Однако что-то пошло не так, и когда Джон захотел выйти в сортир (который к слову тогда ещё был на улице), то мне пришлось пойти с ним. Всё-таки ему всего семь лет, а метель была в ту ночь страшная.

Я надел зимнюю куртку, одел Джона потеплее и вместе мы вышли наружу, прихватив с собой наш общий керосиновый фонарь с выгравированной фамилией нашей семьи: О'Хара. Прошли несколько десятков метров, крепко держась за руки, чтобы не потеряться в бесконечной тьме и боли от постоянно бьющего в лицо снега, к тому же ещё и постоянно заваливающегося за шиворот.

Я подождал, пока Джон сделает свои дела, и мы быстро побежали обратно.

А когда вернулись, то обнаружили, что мать проснулась и увидела, как Филипп с Сэмом случайно разбили её любимую фотографию бабушки, когда шли вниз, попить воды. Стоило нам войти в дом, как сердце сжалось.

Сжималось оно ещё долго.

Она вытолкнула нас на улицу, якобы, чтобы мы подумали над своим поведением. Вытолкнула Филиппа и Сэма без зимней одежды, в одних ночнушках и тёплых носках, которые им связала Лейла на Рождество.

Это были самые долгие два с половиной часа в моей жизни, да и в жизни братьев. Я снял свою слишком большую для моего тела куртку, постарался обхватить всех сжавшихся в одну кучку братьев. Снег хлестал по лицу, холодный воздух обжигал лёгкие, мешая дышать, ещё и темно было хоть глаз выколи. Всё это смешалось в сплошной поток боли, и я боялся даже не за себя, а за братьев, ибо не мог допустить смерти хотя бы одного из них. Мне казалось, что моё предназначение в этой семье – принимать на себя все удары судьбы и матери, чтобы никто не трогал этих беспомощных мальчиков, кроме которых я близкими или даже родственниками никого не считал.
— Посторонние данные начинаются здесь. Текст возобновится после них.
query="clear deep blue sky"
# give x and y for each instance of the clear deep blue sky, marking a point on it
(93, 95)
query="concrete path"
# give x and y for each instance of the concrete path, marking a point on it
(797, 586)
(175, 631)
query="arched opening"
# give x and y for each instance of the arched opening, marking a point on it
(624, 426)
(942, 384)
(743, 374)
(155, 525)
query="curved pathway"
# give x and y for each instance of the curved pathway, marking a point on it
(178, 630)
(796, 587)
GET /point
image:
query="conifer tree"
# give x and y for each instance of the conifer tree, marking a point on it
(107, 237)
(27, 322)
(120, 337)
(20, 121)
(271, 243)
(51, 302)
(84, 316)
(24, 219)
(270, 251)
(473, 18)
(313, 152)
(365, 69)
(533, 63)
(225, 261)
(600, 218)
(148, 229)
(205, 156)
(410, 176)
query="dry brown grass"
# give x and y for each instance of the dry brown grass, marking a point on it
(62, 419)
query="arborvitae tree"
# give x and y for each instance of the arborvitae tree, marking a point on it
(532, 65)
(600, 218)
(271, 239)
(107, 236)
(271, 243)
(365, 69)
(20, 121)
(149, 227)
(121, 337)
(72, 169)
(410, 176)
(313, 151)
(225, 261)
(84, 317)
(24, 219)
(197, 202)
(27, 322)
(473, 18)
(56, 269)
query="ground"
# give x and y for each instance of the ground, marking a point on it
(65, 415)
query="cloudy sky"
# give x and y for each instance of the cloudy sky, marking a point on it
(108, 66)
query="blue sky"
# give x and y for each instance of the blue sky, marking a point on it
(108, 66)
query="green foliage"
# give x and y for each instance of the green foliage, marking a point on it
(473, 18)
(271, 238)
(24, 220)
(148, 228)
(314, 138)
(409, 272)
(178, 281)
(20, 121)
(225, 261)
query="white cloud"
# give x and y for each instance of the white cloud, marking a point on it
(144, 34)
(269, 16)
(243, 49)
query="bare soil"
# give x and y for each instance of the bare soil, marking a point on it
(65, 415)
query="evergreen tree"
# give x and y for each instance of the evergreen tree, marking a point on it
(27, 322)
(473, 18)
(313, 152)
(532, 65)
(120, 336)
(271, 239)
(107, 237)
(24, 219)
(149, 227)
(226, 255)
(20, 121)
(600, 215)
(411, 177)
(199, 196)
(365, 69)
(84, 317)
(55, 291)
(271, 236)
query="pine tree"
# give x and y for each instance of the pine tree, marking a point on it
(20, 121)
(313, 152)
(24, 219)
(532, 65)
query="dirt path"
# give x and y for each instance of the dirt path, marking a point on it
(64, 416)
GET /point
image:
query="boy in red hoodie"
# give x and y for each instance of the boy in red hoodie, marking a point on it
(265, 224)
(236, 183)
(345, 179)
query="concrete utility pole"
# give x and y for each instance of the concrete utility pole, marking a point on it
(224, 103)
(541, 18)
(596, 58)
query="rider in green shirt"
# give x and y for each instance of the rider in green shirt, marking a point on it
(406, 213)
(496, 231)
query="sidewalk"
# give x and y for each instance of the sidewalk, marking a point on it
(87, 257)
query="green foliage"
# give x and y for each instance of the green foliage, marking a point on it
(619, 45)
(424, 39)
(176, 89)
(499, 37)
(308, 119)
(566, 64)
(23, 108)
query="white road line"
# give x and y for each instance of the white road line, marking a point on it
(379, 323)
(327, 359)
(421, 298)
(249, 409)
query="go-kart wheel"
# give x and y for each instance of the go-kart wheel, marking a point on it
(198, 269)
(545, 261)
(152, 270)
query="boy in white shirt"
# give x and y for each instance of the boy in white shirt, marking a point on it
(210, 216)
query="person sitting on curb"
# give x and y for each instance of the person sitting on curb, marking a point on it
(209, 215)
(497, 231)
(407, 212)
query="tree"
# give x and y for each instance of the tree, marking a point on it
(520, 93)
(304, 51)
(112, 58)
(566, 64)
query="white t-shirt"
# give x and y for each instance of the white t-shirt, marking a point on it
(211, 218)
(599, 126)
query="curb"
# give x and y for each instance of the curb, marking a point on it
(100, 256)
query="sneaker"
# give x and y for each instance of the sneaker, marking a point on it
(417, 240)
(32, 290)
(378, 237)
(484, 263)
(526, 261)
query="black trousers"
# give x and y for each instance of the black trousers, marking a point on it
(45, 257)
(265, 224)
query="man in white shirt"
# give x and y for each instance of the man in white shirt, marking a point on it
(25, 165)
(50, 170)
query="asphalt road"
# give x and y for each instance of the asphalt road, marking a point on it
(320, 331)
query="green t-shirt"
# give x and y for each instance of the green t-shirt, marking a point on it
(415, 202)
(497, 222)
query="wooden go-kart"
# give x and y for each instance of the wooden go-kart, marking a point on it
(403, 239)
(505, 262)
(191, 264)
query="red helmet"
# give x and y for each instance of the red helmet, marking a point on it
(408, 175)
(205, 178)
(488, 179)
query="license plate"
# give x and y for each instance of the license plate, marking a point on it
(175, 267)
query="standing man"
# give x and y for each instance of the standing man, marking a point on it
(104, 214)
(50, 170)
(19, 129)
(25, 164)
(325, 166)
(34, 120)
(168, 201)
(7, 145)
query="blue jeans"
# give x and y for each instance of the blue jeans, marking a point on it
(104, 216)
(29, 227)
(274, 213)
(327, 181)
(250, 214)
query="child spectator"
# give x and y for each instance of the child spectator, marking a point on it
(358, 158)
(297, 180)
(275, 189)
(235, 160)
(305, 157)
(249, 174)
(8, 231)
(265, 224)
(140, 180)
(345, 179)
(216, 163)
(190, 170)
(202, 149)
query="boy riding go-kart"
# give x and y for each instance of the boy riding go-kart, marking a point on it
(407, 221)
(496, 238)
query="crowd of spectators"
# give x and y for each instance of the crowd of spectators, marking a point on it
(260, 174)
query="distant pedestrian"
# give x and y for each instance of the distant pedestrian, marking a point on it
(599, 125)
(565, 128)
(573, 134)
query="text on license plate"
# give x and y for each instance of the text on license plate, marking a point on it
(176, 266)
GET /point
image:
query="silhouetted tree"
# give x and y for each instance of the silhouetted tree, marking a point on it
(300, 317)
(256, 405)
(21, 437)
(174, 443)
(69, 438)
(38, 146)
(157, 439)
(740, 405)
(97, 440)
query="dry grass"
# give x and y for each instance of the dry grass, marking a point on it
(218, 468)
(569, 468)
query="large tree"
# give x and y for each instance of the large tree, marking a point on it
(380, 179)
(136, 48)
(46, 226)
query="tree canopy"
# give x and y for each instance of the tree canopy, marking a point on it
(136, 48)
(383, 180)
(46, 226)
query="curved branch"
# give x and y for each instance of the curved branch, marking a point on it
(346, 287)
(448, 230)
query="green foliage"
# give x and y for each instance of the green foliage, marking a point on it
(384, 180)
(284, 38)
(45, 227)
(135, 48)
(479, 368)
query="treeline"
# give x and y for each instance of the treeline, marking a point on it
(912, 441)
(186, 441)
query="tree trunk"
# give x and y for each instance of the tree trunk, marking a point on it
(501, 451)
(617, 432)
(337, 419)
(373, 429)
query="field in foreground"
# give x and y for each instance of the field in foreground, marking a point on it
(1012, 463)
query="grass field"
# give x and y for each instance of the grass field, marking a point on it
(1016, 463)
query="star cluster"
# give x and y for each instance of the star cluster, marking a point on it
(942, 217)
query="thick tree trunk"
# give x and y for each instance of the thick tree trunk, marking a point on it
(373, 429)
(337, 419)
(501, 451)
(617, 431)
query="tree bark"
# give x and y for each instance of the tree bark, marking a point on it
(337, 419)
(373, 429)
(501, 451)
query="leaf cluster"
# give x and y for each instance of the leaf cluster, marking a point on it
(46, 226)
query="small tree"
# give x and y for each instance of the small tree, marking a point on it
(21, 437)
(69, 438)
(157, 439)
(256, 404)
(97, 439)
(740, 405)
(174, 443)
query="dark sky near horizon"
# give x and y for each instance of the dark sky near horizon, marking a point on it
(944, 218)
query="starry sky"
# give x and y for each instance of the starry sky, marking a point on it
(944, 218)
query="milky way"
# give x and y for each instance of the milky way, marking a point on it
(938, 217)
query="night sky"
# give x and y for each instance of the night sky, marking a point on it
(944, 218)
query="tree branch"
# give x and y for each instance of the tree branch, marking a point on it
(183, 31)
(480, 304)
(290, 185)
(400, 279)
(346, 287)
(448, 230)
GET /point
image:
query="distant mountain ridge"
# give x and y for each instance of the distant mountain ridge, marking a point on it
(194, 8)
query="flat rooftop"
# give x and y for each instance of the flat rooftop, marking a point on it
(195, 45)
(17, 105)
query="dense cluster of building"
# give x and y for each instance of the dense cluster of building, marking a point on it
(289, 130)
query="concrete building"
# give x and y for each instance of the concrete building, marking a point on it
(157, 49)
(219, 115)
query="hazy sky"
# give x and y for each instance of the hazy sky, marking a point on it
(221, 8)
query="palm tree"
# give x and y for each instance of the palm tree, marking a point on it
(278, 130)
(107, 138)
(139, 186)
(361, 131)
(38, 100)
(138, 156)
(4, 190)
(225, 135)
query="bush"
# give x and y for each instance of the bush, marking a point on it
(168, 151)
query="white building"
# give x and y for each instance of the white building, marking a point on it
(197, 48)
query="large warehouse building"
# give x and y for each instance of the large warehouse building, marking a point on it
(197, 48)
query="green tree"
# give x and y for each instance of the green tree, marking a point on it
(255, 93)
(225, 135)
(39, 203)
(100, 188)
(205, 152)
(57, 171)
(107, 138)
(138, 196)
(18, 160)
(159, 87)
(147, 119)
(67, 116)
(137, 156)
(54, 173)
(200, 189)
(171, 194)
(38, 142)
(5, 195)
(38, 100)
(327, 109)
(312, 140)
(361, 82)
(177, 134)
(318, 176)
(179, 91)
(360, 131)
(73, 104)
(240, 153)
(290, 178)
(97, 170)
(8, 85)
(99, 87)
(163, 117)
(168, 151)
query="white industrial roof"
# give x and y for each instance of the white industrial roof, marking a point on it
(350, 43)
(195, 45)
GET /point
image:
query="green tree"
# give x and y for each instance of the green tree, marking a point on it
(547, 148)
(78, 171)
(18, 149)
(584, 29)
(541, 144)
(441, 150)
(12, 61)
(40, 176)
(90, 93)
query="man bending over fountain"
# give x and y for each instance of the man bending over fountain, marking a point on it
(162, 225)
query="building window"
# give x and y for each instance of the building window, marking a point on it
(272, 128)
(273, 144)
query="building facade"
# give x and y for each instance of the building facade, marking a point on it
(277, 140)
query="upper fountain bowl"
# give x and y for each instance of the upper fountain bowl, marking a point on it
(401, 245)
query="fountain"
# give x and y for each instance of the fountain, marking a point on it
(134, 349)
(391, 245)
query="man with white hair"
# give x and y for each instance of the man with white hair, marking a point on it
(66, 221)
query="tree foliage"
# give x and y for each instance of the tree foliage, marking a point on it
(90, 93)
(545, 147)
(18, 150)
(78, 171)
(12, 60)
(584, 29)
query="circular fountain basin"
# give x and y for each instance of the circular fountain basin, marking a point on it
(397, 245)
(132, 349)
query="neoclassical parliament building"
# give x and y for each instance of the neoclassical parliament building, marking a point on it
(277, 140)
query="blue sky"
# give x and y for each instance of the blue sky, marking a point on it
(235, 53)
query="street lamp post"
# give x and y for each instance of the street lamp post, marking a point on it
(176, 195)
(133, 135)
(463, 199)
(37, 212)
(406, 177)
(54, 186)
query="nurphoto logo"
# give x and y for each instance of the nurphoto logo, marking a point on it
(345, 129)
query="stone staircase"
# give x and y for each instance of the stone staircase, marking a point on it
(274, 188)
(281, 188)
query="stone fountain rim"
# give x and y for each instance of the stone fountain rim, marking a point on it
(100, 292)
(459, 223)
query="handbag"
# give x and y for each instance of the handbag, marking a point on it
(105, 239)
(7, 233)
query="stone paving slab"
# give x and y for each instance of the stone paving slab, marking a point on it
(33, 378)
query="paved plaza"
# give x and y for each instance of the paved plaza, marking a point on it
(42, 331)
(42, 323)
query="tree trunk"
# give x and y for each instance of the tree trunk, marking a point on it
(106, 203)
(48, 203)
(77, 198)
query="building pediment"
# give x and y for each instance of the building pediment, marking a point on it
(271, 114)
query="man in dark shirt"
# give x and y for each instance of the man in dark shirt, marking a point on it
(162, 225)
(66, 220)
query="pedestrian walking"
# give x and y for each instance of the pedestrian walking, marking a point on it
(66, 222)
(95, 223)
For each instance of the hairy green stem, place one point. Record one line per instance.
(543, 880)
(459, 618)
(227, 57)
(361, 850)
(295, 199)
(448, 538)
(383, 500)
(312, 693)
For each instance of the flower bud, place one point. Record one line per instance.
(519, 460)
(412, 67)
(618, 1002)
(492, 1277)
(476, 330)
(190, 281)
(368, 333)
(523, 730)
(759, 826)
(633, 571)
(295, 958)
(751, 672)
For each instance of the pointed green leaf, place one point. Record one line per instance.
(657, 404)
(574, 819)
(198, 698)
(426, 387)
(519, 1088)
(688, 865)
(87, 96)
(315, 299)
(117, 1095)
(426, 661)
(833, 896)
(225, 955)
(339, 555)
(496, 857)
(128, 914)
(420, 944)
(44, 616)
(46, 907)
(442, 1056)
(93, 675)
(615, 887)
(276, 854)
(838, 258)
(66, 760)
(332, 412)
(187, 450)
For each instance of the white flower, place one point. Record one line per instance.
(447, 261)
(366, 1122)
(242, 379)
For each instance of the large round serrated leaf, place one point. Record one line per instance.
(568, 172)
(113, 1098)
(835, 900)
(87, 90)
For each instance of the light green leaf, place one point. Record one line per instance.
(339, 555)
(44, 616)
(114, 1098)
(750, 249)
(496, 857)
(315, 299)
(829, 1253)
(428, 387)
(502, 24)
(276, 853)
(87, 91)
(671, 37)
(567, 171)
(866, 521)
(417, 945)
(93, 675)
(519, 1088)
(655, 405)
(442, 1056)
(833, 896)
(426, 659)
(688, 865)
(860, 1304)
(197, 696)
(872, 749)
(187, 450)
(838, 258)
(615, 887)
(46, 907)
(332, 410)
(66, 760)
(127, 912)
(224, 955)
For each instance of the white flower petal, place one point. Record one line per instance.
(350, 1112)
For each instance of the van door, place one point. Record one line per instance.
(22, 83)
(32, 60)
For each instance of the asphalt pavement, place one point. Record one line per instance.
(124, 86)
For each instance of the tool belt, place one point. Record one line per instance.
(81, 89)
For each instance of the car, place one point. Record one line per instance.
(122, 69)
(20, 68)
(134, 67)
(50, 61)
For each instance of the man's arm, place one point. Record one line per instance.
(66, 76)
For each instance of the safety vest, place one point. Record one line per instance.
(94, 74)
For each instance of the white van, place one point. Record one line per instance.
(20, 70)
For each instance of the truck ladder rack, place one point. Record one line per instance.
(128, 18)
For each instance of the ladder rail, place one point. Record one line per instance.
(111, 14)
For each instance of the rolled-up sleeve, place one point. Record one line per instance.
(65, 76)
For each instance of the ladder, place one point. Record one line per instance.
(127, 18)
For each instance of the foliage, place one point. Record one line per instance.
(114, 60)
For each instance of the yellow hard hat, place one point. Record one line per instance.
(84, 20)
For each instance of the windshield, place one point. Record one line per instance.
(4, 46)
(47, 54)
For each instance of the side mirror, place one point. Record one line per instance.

Так мы и сидели два часа на веранде, окутанные снегом. И единственная мысль, которая крутилась в тот момент в моей голове была: «Если я не умру сегодня, то всё изменится. Я отомщу, если не умру сегодня».

Никто в ту злосчастную ночь не погиб. Но, к сожалению, ничего так и не поменялось. Всё осталось на своих местах. Кошмар продолжился.